The Maldives Civil Court has ordered Lily Enterprises to fulfill its financial obligations by settling outstanding cheques totaling MVR 9.3 million to a third-party, with whom the company entered into a contract.

According to the court's ruling, Lily Enterprises had entered into an agreement with Asim Abdul Raheem, the third-party involved, to borrow USD 600,000 as an investment.

With an exchange rate of MVR 15.52, Lily Enterprises had issued five bank cheques amounting to the total MVR 9.3 million, to Asim. According to the contract, Asim stood to receive MVR 600,000 in profits per month.

Lily Enterprise had honored the agreement until April 2020, and continued paying Asim with the agreed monthly payout.
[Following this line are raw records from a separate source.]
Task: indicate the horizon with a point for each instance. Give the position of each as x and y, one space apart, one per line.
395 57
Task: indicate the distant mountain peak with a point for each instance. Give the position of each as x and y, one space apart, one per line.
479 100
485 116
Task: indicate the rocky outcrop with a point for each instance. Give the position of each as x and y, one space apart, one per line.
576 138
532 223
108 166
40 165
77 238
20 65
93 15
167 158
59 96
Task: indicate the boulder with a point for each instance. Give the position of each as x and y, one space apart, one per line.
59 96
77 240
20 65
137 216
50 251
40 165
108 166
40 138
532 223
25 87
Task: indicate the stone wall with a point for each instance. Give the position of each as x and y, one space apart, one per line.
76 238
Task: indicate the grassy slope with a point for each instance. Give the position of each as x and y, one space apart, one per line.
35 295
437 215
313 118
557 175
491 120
However, starting from May 2020, Lily stopped the payments and requested to terminate the agreement.

In November 2020, Asim presented a proposal to Lily Enterprises, suggesting that the company pay a lump sum of MVR 11.6 million after deducting a significant amount from the profits. Asim stated that once Lily pays the proposed amount, their contract would come to a conclusion.

Following the proposal, Lily had paid MVR 300,000 on two separate occasions. However, when Lily failed to meet the payment terms outlined in Asim's proposal, he had demanded the company to fulfill the original agreement, and pay him the MVR 600,000 monthly payout.
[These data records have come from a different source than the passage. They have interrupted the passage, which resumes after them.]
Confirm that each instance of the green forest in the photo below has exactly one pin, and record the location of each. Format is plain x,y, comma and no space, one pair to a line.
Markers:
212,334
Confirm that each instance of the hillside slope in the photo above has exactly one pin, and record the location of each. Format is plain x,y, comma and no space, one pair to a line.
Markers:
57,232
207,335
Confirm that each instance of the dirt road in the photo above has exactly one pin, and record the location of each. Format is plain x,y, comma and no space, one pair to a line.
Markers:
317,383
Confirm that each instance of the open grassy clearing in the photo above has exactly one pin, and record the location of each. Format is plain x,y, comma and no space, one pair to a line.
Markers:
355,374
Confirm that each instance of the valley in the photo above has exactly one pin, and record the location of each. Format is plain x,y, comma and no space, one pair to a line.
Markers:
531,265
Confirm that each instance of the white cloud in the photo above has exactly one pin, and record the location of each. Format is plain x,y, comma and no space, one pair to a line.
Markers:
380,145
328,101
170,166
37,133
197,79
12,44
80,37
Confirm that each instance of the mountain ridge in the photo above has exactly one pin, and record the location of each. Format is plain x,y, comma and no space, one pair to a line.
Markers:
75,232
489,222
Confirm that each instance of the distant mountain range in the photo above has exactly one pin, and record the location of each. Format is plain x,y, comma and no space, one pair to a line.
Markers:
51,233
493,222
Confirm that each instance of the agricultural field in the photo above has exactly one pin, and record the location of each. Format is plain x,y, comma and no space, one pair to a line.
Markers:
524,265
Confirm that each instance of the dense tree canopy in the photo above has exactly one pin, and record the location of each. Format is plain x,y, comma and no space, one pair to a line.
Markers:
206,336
Asim filed a lawsuit against Lily Enterprises after four out of the five cheques he received from the company bounced, and he received the check return notification from the bank.

While Asim maintained that the transaction with Lily Enterprises was an investment, the company argued that it was a simple currency exchange transaction. Lily Enterprises claimed that they had not provided any investment opportunities to a third-party. According to the company, the cheques were issued to Asim as a guarantee for their exchange transactions, and it is common practice for the cheques to be collected once the seller receives payment in cash. Lily Enterprises said that the cheques in Asim's possession were guarantees for the transactions that had not been collected back.

The court determined that while there was a dispute regarding the nature of the transaction, the existence of a transaction between Lily Enterprises and Asim was not contested. Additionally, the court noted that Lily Enterprises' payment vouchers did not provide evidence that Asim was compensated for the guarantee cheques issued to him.

Based on the evidence presented by both parties, the Civil Court issued an order requiring Lily Enterprises to settle the outstanding amount of the unpaid cheques with Asim before June 15.

While the court has ordered Lily Enterprises to pay an outstanding payment for a USD 600,000 agreement, another party has filed a lawsuit against the company seeking compensation for a USD 650,000 currency exchange deal.